Selecting and perturbing a single pixel is much more subtle, and probably could escape human scrutiny.  Jaiwei Su et al address this in their “One Pixel Attack” paper, where the modification of one pixel in an image had between a 66% to 73% chance of changing the classification of that image.  By changing more than one pixel, success rates respectively rose.  The paper used older, less deep Narrow AI’s like VGG-16 and Network-in-network.  Newer models such as DenseNets and ResNets might be harder to fool.  This type of “attack” represents a real-world situation where the OA loop fails to account for unexpected new (or perturbed) information, and is incorrect.

Contemporaneous update: Google has developed images that use an adversarial attack to uniformly defeat classification attempts by standard CNN models.  By making “stickers” out of these processed images, the presence of such an image, even at less than 20% of the image size, is sufficient to change the classification to what the ensemble dictates, rather than the primary object in an image.  They look like this:

adversarial images capable of overriding CNN classifier
https://arxiv.org/pdf/1712.09665.pdf

 

I am not aware of defined solutions to these problems – the obvious images that fool the classifier can probably be dealt with by ensembling other, more traditional forms of computer vision image analysis such as HOG or SVM’s.  For a one-pixel attack, perhaps widening the network and increasing the number of training samples by either data augmentation or adversarially generated features might make the network more robust.  This probably falls into the “too soon to tell” category.

There has been a great deal of interest and emphasis placed lately on understanding black-box models.  I’ve written about some of these techniques in other posts.  Some investigators feel this is less relevant.  However, by understanding how the models fail, they can be strengthened.  I’ve also written about this, but from a management standpoint.  There is a trade off between accuracy at speed, robustness, and serendipity.  I think the same principle applies to our AI’s as well.  By understanding the frailty of speedy accuracy vs. redundancies that come at the expense of cost, speed, and sometimes accuracy, we can build systems and processes that not only work but are less likely to fail in unexpected & spectacular ways.

Let’s acknowledge the likelihood of failure of narrow AI where it is most likely to fail, and design our healthcare systems and processes around that, as we begin to incorporate AI into our practice and management.  If we do that, we will truly get inside the OODA loop of our opponent – disease – and eradicate it before it even had a chance.  What a world to live in where the only thing disease can say is, “I never saw it coming.”

 

*I believe OODA loops have mathematical analogues. The OODA loop is inherently Bayesian – next actions iteratively decided by prior probabilities.
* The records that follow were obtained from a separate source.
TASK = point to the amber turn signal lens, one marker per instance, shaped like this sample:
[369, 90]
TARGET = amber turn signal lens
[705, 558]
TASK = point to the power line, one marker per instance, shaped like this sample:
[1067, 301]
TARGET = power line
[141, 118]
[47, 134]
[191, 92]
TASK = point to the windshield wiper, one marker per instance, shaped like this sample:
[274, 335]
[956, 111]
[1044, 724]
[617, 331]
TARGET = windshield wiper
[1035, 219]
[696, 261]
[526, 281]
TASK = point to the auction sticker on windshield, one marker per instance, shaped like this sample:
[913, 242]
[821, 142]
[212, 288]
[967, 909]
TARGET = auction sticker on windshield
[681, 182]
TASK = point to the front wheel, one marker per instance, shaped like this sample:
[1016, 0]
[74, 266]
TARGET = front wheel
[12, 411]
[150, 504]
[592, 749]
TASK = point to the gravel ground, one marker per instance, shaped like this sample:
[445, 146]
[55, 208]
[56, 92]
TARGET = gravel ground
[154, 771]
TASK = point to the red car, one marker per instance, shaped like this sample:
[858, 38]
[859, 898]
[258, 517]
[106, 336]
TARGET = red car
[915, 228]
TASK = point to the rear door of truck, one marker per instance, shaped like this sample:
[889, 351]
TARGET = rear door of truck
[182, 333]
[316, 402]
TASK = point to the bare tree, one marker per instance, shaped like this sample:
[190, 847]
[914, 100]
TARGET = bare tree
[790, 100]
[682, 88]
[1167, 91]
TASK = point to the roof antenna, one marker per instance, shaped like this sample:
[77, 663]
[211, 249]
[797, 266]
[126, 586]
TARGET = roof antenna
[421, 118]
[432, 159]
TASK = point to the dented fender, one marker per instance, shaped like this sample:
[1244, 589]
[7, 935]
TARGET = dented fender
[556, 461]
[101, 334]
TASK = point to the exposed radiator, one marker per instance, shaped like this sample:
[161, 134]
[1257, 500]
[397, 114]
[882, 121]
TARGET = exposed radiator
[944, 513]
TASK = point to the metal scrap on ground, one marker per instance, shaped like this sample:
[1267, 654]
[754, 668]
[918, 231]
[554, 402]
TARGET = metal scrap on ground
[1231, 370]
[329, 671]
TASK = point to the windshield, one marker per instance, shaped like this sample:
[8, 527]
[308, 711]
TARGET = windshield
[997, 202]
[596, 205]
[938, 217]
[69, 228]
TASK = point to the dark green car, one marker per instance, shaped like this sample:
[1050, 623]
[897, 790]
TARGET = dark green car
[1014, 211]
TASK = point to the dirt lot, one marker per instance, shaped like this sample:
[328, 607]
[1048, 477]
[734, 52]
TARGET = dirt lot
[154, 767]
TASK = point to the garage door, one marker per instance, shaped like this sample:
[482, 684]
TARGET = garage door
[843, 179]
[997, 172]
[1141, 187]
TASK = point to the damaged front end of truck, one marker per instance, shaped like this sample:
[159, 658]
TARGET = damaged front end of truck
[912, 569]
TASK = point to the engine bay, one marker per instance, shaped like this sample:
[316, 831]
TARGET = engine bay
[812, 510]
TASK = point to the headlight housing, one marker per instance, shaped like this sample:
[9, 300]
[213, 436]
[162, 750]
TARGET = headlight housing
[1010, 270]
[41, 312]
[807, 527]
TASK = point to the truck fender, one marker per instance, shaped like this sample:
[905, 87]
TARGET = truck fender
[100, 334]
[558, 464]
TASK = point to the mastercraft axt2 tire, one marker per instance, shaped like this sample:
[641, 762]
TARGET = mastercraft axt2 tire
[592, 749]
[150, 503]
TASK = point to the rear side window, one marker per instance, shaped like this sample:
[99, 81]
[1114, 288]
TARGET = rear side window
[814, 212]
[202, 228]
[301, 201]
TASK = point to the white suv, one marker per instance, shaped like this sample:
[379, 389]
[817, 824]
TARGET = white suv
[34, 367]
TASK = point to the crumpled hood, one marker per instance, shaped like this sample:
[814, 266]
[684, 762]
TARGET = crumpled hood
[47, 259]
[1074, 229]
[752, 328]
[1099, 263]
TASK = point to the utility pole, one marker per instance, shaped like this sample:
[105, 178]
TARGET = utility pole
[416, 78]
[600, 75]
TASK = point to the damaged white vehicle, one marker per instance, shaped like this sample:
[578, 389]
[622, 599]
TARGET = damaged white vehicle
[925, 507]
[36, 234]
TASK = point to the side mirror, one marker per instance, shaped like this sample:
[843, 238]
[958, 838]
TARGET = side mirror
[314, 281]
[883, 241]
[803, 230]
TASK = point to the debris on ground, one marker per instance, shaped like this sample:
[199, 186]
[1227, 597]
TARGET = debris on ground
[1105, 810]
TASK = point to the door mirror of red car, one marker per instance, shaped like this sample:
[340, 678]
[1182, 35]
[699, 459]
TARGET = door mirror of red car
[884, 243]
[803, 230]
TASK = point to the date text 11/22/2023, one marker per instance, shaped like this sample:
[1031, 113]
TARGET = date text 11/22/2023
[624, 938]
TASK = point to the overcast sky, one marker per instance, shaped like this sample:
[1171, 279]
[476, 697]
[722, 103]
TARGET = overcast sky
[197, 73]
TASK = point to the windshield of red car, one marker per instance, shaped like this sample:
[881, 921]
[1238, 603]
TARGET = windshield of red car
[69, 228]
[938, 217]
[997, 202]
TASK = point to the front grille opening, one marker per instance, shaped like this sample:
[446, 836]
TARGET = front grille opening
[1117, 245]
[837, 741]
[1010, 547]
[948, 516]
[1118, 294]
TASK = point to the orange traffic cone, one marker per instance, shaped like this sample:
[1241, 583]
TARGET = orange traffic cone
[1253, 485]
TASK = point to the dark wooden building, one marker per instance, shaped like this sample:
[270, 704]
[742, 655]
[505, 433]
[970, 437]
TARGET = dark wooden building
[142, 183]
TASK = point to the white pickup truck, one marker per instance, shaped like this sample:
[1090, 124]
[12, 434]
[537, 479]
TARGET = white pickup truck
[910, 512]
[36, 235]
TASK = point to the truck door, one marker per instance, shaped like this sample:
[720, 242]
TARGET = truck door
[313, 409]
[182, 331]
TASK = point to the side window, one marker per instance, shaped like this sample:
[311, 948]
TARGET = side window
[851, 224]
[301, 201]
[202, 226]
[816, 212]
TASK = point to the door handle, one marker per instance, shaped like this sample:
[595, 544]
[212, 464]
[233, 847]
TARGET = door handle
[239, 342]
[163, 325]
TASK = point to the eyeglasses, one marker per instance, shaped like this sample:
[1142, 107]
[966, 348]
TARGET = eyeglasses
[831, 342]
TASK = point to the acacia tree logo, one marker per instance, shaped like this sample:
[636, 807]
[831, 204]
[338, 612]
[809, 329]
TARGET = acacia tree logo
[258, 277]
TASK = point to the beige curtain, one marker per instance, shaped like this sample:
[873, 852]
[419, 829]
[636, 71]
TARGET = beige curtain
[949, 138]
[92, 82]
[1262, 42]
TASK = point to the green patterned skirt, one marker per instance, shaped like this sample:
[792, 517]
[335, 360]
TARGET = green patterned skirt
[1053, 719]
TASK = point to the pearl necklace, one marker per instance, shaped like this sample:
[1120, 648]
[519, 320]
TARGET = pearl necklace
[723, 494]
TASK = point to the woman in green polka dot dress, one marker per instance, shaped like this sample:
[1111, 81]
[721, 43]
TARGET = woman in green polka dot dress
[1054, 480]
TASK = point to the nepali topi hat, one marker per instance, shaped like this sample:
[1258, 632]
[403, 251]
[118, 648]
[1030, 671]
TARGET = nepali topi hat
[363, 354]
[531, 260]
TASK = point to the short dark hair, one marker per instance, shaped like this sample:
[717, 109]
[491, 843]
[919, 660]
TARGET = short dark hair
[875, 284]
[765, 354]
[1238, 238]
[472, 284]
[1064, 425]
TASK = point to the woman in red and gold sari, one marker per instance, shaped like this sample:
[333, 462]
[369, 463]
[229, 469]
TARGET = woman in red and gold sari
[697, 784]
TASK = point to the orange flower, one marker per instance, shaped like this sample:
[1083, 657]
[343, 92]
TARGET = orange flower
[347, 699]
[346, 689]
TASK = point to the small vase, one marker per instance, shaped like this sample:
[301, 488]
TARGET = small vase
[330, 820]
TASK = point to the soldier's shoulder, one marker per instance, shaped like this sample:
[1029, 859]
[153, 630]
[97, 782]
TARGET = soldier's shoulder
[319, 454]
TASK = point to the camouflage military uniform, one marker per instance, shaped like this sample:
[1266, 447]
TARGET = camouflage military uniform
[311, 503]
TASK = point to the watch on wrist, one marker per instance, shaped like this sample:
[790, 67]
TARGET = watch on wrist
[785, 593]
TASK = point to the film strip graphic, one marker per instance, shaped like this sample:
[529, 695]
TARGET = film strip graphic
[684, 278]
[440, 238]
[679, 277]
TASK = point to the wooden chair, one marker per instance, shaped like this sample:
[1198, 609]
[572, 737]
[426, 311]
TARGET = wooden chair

Iterative deep learning constructs include LSTM and RNN’s (Recurrent Neural Networks) and of course, General Adversarial Networks (GANs). There have been attempts to not only use Bayesian learning for hyperparameter optimization but also combining it with RL(Reinforcement Learning) & GANs.  Time will only tell if this brings us closer to the vaunted AGI (Artificial General Intelligence)**.

**While I don’t think we will soon solve the AGI question, I wouldn’t be surprised if complex combinations of these methods, along with ones not yet invented, bring us close to top human expert performance in a Narrow AI. But I also suspect that once we start coding creativity and resilience into these algorithms, we will take a hit in accuracy as we approach less narrow forms of AI.  We will ultimately solve for the best performance of these systems, and while it may even eventually exceed human ability, there will likely always be an error present.  And in that area of error is where future medicine will advance.